The substitution method is a straightforward way to solve expressions by replacing variables with known values. This method is useful when you have expressions where specific values for variables are provided. In practice,

• Identify the variables in the expression.
• Substitute each variable with the given numerical value.
• Perform arithmetic operations to simplify the expression further.

In our exercise, we were asked to find the value of the radical expression \( \sqrt{b^{2}+9a} \) with \( a = -1 \) and \( b = 5 \). By substituting \( a \) and \( b \) into the expression, we get \( \sqrt{5^{2}+9(-1)} \). This step lays the groundwork for simplification by turning an abstract expression into a concrete calculation.

Simplifying expressions is all about making calculations easier and more manageable. Once you've substituted values into an expression, the next step is to simplify it. This involves performing any necessary arithmetic operations.
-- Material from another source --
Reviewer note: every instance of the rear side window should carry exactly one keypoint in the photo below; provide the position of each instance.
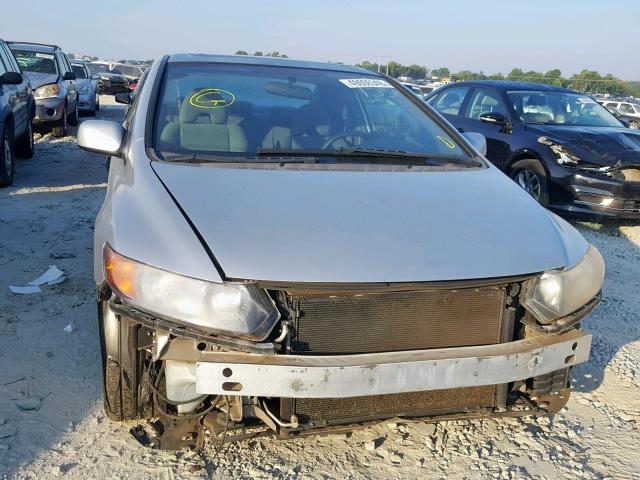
(450, 101)
(485, 101)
• Start by dealing with exponents or powers, as they are higher priority operations.
• Follow through with multiplication and division.
• Finally, perform addition and subtraction.
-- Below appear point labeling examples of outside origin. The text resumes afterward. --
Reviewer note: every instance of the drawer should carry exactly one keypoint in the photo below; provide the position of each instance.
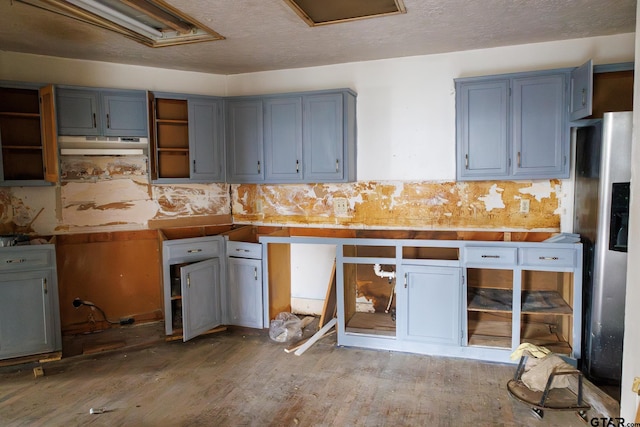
(548, 257)
(244, 250)
(16, 259)
(489, 256)
(194, 250)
In our specific example, we took \( 5^{2} \) to get 25. Then, we multiplied 9 by -1, resulting in -9. Subtracting the second result from the first gives us 16, which simplifies the expression under the square root to a simple, single number.

Square roots are fundamental in mathematics, especially when dealing with radical expressions. The square root operation finds a number which, when multiplied by itself, gives the original number under the radical. To solve a square root:

• Ensure the number inside the root, called the radicand, is non-negative to avoid complex numbers when working with real numbers.
• Look for numbers where the square root is known, typically perfect squares such as 1, 4, 9, 16, etc.

In our exercise, once the expression was simplified under the root, the radicand was 16. Since 16 is a perfect square \((4 \times 4)\), the square root operation is straightforward, resulting in an answer of 4. This step completes the evaluation of the radical expression, demonstrating the usefulness of knowing perfect squares for quick calculations.